Klare Sprache und hilfreiche Struktur
Ihre bereits im Rahmen der Studienwahl deutliche Neigung in Richtung strukturierter Klarheit kommt Kopp nun auch als Kinder- und Jugendpsychiaterin zugute. Schon in Klagenfurt hatte sie sich viel mit Autismus und ADHS beschäftigt und führt dies nun fort. Ganz Medizinerin legt Kopp viel Wert auf eine gute Diagnostik, so hat das Zentrum im Feldbach einen Schwerpunkt daraufhin gelegt.

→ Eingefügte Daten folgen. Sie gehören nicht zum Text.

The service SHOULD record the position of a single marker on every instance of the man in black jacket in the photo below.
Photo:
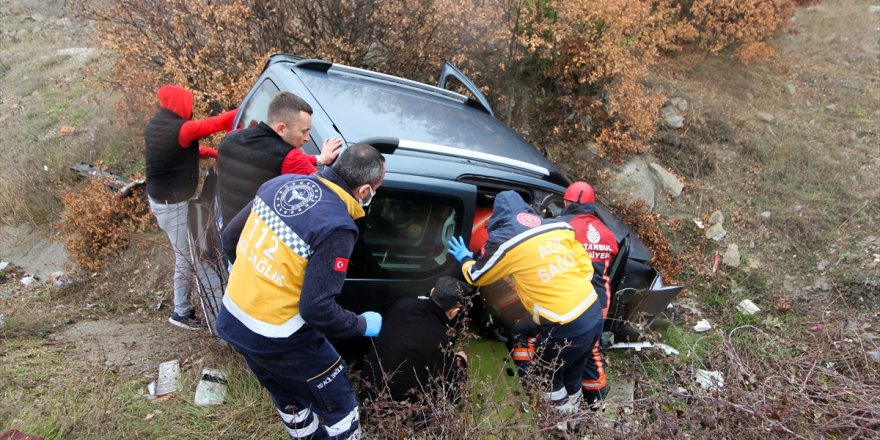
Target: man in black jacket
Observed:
(413, 357)
(254, 155)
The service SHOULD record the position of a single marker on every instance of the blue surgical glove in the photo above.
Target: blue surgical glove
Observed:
(374, 324)
(458, 249)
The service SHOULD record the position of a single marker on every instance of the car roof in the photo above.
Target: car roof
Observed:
(364, 104)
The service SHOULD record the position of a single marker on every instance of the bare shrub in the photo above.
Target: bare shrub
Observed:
(794, 386)
(218, 48)
(97, 224)
(741, 23)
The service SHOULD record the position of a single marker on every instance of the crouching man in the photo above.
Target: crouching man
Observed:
(551, 273)
(413, 358)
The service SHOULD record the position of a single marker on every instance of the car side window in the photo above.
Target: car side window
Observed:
(257, 107)
(405, 234)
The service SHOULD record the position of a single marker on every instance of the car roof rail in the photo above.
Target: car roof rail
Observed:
(388, 145)
(479, 100)
(314, 64)
(385, 145)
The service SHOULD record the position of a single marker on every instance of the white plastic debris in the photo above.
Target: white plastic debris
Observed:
(57, 277)
(702, 326)
(211, 389)
(747, 307)
(168, 373)
(638, 346)
(710, 380)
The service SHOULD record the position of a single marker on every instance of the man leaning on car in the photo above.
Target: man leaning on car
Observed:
(252, 156)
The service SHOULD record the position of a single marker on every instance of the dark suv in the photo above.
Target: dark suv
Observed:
(446, 158)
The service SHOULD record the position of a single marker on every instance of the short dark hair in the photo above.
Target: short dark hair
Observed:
(359, 164)
(285, 107)
(450, 292)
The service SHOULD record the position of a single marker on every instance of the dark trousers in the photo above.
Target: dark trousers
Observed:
(559, 360)
(310, 388)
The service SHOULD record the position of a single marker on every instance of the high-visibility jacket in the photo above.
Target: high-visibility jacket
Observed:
(549, 267)
(291, 216)
(598, 241)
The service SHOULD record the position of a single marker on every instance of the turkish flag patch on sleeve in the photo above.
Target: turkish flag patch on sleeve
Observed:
(341, 264)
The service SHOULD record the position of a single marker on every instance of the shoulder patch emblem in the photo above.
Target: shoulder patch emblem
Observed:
(341, 264)
(593, 234)
(296, 197)
(528, 220)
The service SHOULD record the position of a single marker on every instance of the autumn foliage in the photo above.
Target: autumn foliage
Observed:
(97, 223)
(565, 70)
(744, 24)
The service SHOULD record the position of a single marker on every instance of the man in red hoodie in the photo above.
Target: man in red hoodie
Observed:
(172, 156)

Denn Behandlung ohne klare Diagnose, wie sie zum Teil in der Psychologie gepflogen wurde, kommt für Kopp nicht in Frage. „Wir haben sehr komplexe Fälle in unserem Zentrum“, erzählt sie, „daher legen wir viel Wert auf interdisziplinäre Zusammenarbeit und bieten den Eltern hier eine Art One-Stop-Shop an. Denn die Kinder und Jugendlichen – gerade wenn es um Autismus oder ADHS geht – brauchen Unterstützung in vielen verschiedenen Bereichen. Und viele Eltern wären überfordert, wenn sie das alleine organisieren müssten.“ Auch sehr wichtig ist die Kooperation mit der kinder- und Jugendhilfe. In der Arbeit mit Eltern setzt Kopp voll auf Prävention: „Wenn man schon in der Schwangerschaft lernt, was Bindung ist und wie wichtig sie ist, dann zeigt sich deutlich, dass es deutlich weniger Probleme gibt, wenn das Baby bzw. Kind dann da ist. Das ist durch Studien eindeutig belegt.“
Nicht nein sagen trauen
Wenn ein Fünfjähriger seine Eltern fortwährend schlägt und beißt, ist das natürlich besorgniserregend: Das Kind zeigt ein gestörtes Verhalten. „Im Gespräch mit den Eltern wird dann aber rasch deutlich, dass sie gedacht haben, gegenüber dem Kind darf es niemals ein Nein geben“, so Kopp. „Kinder brauchen aber Grenzen. Sie brauchen Struktur. Da ist es wichtig aufklärend anzusetzen – und zwar möglichst früh. Deshalb ist mir die Prävention so wichtig. Am liebsten wäre mir, wenn das schon in den Mutter- bzw. Eltern-Kind-Pass integriert wäre.“ Denn manche Eltern wären bezüglich ihrer Kinder schon fast in einer Art Negativ-Trance, so die Kinder- und Jugendpsychiaterin, „manche können, wenn man sie fragt, gar nichts Positives an ihrem Kind finden.“
Das Beste aus beiden Welten
So arbeitet Kopp an zwei Nachmittagen pro Woche in ihrer Praxis und die restliche Zeit im Zentrum im Feldbach. Die Praxis gibt Kopp die Möglichkeit, sich flexibel Freiräume für die Work-Life-Balance zu verschaffen und die klassische Arzt-Patient-Beziehung zu pflegen. Im Zentrum dominiert die interdisziplinäre und vernetzte Arbeit. So genießt Kopp die Benefits aus beiden Settings. „Wobei ich schon anmerken muss: Ohne die Unterstützung meines Mannes und meiner Familie wäre dieses Arbeitspensum nicht möglich“.